Removing facial features from structural MRI images biases visual quality assessment
Fig 3
Rater 4 issued visibly different ratings, generally more optimistic, than the other raters in both (defaced and nondefaced) conditions.
The gray lines highlight the evolution of the rating between the nondefaced image and its defaced counterpart. The full white line in the violin plot represents the median of the distribution, while the dashed white lines represent the 25% and 75% quantiles. Comparing the median of the rating distribution from the nondefaced vs. defaced images, it is visible that different raters presented different bias magnitudes.

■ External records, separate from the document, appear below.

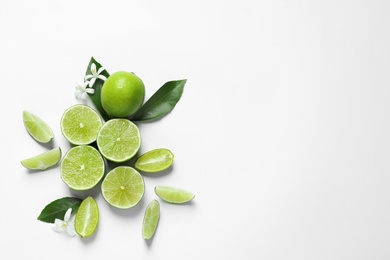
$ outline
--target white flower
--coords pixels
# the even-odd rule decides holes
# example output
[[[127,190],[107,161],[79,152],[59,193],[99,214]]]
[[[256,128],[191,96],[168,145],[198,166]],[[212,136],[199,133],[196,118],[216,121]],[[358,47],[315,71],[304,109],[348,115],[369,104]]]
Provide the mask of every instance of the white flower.
[[[64,220],[58,218],[54,220],[53,230],[57,232],[66,231],[69,236],[73,237],[76,235],[76,231],[74,230],[74,218],[75,216],[72,216],[72,208],[69,208],[65,213]]]
[[[74,92],[76,98],[86,100],[87,94],[93,93],[95,93],[95,90],[93,88],[88,87],[88,81],[84,82],[84,85],[76,84],[76,90]]]
[[[89,82],[89,87],[92,88],[93,84],[95,84],[96,79],[101,79],[105,81],[107,78],[104,75],[100,75],[103,72],[104,67],[100,67],[98,71],[96,71],[96,65],[95,63],[91,64],[90,71],[92,75],[85,76],[84,80],[86,82]]]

Our most experienced rater (Rater 1) showed the largest bias. Rater 4’s rating distribution diverged from that of the other raters, being more optimistic overall about the quality of the images. Rater 4 also displayed a lower spread in quality assessments, which translated into the narrowest 95% LoA (Fig 2). Lastly, low ratings tended to be more biased by defacing as they showed a steeper evolution line, sometimes jumping one unit or more (equivalent to switching categories in the appreciation of quality, e.g., going from “poor” to “acceptable”). Higher ratings displayed gaps within 0.5 units. BA plots support the same observation (Fig 2 and Fig B in S1 Text). Source tabular data to generate this figure are found within the S1 Data.